Jules Njawé brise le silence sur les “campagnes informationnelles” visant la RCA

Ce vendredi 20 mars 2026, à l’hôtel Ledger de Bangui, le Ministre Conseiller chargé des relations publiques à la Présidence de la République, Jules Njawé, a placé la question de la désinformation au cœur d’un enjeu bien plus large que celui des simples rumeurs numériques.

À travers ses propos liminaires, il a dressé le tableau d’un phénomène devenu, selon lui, un véritable instrument de pression extérieure, capable d’influencer l’opinion publique, de fragiliser la stabilité intérieure et de remettre en cause la liberté des États dans la conduite de leur politique étrangère.

Pour le Ministre Conseiller, la situation actuelle en République centrafricaine illustre parfaitement cette mutation. Il invite à analyser sous cet angle la vague de contenus médiatiques récents visant le partenariat stratégique entre Bangui et la Fédération de Russie. À la suite du déplacement du président Faustin-Archange Touadéra à Moscou et des échanges engagés au plus haut niveau, une série d’allégations a émergé dans l’espace public, évoquant une prétendue dégradation des relations entre les deux pays.

Parmi ces affirmations figurent notamment des accusations selon lesquelles le groupe Wagner exigerait des sommes colossales de l’État centrafricain, l’existence de tensions entre les autorités nationales et des partenaires russes, ou encore des scénarios de recomposition des dispositifs sécuritaires. Autant d’éléments que Jules Njawé rejette catégoriquement, les qualifiant de contenus « faux, non étayés et construits pour susciter artificiellement la méfiance ». À ses yeux, il ne s’agit ni d’erreurs isolées ni d’imprécisions journalistiques, mais d’un narratif cohérent visant à altérer la perception de ce partenariat et à semer le doute au sein de l’opinion publique.

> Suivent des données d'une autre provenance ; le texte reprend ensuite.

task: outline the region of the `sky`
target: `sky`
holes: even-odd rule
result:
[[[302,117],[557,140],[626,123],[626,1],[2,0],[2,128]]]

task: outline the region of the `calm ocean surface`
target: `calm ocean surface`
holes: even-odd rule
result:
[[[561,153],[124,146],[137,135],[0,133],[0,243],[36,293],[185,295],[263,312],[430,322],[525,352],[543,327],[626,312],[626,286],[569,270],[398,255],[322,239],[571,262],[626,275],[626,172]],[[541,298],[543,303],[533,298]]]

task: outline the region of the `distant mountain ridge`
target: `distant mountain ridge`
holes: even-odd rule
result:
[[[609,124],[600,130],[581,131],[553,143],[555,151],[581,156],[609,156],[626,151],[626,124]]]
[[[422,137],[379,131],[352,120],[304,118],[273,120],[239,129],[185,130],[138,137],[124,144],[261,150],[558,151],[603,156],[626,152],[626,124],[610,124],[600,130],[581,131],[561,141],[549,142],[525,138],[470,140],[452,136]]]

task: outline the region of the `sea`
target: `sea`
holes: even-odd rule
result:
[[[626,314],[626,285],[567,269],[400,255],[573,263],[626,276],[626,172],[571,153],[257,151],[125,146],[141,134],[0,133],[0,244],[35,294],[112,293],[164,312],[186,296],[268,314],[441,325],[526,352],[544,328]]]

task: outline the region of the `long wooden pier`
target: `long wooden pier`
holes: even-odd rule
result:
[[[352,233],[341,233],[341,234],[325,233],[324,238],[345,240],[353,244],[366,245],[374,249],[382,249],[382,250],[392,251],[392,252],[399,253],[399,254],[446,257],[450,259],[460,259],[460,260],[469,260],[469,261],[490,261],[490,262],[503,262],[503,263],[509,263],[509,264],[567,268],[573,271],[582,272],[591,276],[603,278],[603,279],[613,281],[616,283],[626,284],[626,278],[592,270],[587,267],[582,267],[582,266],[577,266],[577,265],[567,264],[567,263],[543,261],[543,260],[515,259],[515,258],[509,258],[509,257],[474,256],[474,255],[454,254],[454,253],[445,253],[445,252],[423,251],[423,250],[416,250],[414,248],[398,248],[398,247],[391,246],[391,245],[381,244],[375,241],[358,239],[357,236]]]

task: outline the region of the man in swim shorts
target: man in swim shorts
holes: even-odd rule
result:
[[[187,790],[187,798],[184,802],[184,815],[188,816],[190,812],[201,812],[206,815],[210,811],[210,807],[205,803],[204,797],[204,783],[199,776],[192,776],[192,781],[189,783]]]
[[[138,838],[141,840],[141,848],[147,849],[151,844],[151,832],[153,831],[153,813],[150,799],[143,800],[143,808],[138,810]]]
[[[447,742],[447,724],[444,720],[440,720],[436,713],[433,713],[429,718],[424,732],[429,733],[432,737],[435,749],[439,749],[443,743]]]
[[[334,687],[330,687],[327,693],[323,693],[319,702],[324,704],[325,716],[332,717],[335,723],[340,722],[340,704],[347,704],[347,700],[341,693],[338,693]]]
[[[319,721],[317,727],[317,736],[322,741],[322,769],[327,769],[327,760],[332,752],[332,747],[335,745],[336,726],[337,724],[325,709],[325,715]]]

Dans cette lecture, la désinformation dépasse le cadre médiatique pour devenir un levier d’influence géopolitique. Elle viserait non seulement à fragiliser un allié, mais également à exercer une pression indirecte sur les choix diplomatiques de la République centrafricaine. « L’attaque ne concerne pas uniquement la Russie, elle concerne aussi notre droit souverain à choisir nos partenaires », laisse entendre en substance le Ministre Conseiller.

L’intervention prend une dimension encore plus sensible lorsqu’elle évoque des publications étrangères faisant état d’une possible implication de l’ambassade de France dans des campagnes de discrédit visant la Russie en Centrafrique. Un nom est avancé dans ces accusations : David Denis, présenté comme intervenant dans les domaines de la communication ou des relations publiques. Sans confirmer ces informations, Jules Njawé insiste toutefois sur leur gravité et sur la nécessité d’une clarification officielle.

Il pose alors une exigence claire : si ces accusations sont infondées, elles doivent être formellement démenties. Dans le cas contraire, elles soulèveraient la question d’éventuelles tentatives d’ingérence dans l’espace informationnel centrafricain. Une telle hypothèse, souligne-t-il, relèverait non plus de la déontologie médiatique, mais du respect de la souveraineté nationale.

Dans cette optique, le Ministre Conseiller appelle le ministère des Affaires étrangères à se saisir du dossier afin d’en évaluer la portée diplomatique et d’obtenir des réponses des parties concernées. Il s’agit, selon lui, de défendre ce qu’il qualifie de souveraineté informationnelle, un concept qui renvoie à la capacité d’un État à protéger son espace médiatique contre les influences extérieures.